Now you press your button and the value that is already sitting at the input of the A register is loaded into the A register because the load signal to it is already enabled. At the same time, the PC increments and the address lines to the instruction ROM change from 0 to 1 and so the new instruction (D=M) appears on the instruction line. It has no effect on anything else yet because by the time it appears on the instruction bus all of the other action related to the previous instruction that was there has occurred and the rising edge of the clock is too far in the past already for anything to be sensitive to what is there now.
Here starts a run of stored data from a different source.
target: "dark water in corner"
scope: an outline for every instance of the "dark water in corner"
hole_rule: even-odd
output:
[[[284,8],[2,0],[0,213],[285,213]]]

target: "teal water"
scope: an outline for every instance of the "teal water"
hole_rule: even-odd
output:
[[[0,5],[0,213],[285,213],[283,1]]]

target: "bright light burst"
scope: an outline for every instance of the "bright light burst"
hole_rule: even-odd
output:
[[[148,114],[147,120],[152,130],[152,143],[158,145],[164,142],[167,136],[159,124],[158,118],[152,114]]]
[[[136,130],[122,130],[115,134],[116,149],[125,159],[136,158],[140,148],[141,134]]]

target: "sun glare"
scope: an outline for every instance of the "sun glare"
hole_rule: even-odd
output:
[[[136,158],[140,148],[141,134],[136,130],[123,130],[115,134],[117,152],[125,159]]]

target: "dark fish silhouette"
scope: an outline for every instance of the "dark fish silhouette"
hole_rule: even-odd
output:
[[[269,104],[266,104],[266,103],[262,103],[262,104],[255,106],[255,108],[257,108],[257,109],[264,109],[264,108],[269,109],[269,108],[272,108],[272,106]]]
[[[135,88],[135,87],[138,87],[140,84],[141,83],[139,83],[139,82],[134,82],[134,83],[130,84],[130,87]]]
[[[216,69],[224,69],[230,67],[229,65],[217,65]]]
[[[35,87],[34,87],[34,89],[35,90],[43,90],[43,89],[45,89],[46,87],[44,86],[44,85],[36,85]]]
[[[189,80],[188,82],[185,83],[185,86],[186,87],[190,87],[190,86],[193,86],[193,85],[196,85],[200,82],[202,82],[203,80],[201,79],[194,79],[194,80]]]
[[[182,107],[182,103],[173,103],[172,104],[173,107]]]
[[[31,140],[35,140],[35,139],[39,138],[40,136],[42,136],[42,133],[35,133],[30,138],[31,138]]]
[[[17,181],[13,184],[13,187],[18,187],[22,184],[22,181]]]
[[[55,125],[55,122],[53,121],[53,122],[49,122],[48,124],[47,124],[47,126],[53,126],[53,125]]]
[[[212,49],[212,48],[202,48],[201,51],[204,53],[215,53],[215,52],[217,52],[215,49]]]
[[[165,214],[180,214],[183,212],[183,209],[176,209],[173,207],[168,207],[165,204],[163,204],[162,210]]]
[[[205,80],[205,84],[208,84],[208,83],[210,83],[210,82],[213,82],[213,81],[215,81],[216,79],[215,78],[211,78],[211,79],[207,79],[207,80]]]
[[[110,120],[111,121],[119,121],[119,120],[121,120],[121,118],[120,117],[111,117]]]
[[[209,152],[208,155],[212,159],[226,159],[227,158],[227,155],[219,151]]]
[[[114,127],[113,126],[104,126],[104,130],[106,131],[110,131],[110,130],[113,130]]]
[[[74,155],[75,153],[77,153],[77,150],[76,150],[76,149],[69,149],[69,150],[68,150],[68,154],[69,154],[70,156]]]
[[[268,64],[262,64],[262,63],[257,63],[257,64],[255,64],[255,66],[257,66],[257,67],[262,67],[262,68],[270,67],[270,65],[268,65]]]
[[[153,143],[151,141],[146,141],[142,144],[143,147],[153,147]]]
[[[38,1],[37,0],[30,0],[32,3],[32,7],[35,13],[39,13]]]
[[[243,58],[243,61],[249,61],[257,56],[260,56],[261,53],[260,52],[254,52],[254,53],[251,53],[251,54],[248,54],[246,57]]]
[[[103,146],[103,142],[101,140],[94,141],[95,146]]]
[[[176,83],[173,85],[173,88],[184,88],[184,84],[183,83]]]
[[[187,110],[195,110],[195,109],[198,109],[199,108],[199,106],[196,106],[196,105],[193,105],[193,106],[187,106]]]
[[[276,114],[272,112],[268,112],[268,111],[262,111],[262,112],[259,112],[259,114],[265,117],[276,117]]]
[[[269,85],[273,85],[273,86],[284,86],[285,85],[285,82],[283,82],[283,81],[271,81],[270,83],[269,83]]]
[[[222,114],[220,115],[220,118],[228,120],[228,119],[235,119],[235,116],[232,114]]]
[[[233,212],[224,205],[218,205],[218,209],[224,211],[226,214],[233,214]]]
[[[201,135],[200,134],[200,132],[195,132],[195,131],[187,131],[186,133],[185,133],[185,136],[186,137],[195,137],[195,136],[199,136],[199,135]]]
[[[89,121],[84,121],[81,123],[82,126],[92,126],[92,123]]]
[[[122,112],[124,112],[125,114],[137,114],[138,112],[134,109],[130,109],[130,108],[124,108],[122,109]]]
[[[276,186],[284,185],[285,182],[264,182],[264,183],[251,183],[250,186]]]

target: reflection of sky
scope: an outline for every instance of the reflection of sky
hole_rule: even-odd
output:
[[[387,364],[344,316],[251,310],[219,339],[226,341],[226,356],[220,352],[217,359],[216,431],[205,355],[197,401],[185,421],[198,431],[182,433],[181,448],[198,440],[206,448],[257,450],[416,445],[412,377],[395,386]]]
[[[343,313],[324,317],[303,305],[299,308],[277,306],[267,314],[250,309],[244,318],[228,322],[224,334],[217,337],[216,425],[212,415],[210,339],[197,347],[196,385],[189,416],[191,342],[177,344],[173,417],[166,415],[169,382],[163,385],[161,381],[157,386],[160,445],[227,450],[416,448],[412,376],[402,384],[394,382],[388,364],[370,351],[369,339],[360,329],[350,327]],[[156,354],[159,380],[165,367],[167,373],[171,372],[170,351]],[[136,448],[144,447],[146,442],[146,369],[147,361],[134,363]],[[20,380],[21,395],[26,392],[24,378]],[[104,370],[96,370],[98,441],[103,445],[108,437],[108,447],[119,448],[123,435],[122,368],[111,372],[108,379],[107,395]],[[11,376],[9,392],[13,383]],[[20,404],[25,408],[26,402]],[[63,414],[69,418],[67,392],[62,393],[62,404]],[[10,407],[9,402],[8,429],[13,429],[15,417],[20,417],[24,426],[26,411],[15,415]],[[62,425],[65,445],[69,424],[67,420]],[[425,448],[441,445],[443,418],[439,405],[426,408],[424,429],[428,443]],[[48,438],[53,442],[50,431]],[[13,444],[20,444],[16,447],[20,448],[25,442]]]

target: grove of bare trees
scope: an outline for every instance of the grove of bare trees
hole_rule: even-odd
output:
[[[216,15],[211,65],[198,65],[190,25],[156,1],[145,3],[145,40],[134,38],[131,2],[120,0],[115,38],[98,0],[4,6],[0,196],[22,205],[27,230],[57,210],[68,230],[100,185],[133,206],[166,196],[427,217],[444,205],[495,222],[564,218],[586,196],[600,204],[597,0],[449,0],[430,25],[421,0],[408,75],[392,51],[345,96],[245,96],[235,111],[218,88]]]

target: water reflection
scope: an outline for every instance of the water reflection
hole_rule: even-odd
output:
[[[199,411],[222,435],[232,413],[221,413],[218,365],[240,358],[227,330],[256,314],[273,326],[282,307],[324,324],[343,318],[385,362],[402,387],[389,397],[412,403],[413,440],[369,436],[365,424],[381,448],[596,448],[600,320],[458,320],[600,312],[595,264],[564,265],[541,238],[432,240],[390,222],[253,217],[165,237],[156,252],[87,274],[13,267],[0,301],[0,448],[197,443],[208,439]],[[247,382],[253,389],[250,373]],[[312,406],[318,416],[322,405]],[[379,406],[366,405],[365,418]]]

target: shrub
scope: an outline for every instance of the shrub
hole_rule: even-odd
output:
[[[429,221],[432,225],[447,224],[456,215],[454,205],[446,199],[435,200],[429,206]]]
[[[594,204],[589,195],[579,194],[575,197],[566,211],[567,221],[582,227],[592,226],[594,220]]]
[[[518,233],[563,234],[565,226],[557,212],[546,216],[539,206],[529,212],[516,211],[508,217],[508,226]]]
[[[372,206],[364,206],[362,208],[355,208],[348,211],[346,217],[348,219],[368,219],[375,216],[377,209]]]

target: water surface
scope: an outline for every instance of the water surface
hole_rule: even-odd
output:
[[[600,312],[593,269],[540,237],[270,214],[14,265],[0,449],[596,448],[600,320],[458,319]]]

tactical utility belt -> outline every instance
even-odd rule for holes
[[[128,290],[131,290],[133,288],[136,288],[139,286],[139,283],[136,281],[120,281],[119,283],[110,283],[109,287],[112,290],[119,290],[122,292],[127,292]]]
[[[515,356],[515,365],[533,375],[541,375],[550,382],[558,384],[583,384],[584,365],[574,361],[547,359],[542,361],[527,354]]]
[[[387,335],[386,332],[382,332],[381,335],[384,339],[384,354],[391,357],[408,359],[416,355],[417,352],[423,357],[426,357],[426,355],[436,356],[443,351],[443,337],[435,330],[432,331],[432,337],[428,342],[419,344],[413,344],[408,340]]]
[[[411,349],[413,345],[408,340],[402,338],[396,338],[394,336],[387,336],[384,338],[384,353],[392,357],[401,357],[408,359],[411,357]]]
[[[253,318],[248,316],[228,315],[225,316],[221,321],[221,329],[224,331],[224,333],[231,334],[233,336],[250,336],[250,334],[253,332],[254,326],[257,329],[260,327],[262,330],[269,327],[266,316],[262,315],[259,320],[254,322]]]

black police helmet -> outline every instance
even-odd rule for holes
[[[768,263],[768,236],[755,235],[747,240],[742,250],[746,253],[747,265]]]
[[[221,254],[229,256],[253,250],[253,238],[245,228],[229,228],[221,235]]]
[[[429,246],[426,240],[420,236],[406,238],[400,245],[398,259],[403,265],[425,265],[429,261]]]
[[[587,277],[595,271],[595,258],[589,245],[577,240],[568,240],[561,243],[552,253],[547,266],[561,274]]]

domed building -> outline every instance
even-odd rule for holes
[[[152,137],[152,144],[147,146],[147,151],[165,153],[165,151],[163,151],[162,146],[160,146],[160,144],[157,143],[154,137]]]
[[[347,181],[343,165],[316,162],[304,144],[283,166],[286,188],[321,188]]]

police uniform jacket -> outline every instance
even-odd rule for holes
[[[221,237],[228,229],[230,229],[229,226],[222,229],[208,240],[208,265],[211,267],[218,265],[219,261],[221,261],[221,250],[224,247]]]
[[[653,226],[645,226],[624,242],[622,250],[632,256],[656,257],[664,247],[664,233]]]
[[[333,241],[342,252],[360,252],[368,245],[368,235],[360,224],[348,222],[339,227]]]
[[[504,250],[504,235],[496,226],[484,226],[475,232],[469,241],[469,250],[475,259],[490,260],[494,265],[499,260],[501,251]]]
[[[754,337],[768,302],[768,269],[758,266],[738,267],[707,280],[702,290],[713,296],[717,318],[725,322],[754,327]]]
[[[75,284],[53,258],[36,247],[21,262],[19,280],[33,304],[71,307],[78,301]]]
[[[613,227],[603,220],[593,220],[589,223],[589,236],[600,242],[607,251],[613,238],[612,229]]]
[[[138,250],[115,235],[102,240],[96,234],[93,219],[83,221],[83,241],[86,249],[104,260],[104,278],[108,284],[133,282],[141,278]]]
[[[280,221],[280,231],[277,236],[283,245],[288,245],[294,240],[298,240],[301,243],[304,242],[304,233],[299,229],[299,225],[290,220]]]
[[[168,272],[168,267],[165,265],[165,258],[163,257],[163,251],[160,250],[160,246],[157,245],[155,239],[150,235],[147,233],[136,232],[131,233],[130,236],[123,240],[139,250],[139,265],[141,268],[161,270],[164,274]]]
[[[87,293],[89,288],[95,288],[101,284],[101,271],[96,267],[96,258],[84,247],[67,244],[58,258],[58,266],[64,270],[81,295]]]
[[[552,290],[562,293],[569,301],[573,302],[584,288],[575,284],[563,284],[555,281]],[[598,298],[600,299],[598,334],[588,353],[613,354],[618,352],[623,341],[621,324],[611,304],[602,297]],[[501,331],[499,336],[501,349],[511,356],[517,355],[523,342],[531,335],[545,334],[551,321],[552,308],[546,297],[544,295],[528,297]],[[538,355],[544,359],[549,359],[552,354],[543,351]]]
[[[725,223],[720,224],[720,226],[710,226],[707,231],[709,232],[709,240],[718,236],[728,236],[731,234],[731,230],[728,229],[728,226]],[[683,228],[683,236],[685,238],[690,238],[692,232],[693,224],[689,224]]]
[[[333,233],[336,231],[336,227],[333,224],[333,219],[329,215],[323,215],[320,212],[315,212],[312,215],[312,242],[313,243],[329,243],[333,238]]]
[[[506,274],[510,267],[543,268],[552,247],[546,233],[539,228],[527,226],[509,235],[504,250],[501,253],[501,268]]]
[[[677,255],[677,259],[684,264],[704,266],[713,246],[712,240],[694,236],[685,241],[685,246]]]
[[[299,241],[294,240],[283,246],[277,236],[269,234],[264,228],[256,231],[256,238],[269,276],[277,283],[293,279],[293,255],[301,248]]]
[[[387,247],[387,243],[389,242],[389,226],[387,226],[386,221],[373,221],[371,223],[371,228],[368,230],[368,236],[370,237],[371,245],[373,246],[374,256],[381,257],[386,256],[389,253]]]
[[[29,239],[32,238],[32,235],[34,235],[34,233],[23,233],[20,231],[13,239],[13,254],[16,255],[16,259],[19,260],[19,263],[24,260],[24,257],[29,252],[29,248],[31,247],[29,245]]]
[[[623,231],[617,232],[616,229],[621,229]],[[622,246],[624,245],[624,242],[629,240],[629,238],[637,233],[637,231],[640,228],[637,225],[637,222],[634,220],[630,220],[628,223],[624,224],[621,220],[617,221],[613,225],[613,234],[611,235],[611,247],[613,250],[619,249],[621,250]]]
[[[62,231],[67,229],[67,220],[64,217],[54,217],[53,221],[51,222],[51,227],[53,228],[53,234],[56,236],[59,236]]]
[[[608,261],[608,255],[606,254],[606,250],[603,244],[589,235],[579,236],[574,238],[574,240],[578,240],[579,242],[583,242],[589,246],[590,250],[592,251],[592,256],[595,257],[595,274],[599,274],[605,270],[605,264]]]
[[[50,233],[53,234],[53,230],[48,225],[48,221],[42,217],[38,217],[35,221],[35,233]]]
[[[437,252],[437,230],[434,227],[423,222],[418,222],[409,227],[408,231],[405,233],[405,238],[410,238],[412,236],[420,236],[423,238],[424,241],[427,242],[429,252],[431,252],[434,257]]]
However, the decode logic is combinatorial, so it proceeds to decode the new instruction and configure the various control signals appropriately. Since the A register now has the value 0 stored in it, this appears on the addressM bus and the value stored in RAM[0] appears on the inM bus as fast as it can. At the same time, the decoded instruction is setting the A/M mux to pass the signal on the inM line to the Y input of the ALU and the ALU control signals are being configured to make the output of the ALU equal to the Y input. The output of the ALU is then applied to both the input of the D register and also the input of the A register (through the ALU/inst mux), but while the D register load signal is enabled the A register load signal is not. All of this happens in the time between the of the prior rising clock edge and the next rising clock edge (which hasn't happened yet because you haven't pressed the button again yet). It doesn't happen instantly, but it does happen pretty quickly. Eventually the contents of RAM[0] is sitting at the input of the D register and the load signal on the D register is enabled. As long as you wait long enough for that to all settle out, then when you push the button the next time the contents of RAM[A] will get loaded into D.
The longest the amount of time you have to wait for things to settle down across all of the possible instructions determines the minimum amount of time you have to wait between successive clock pulses, which it turn is the maximum clock rate you can run your machine at.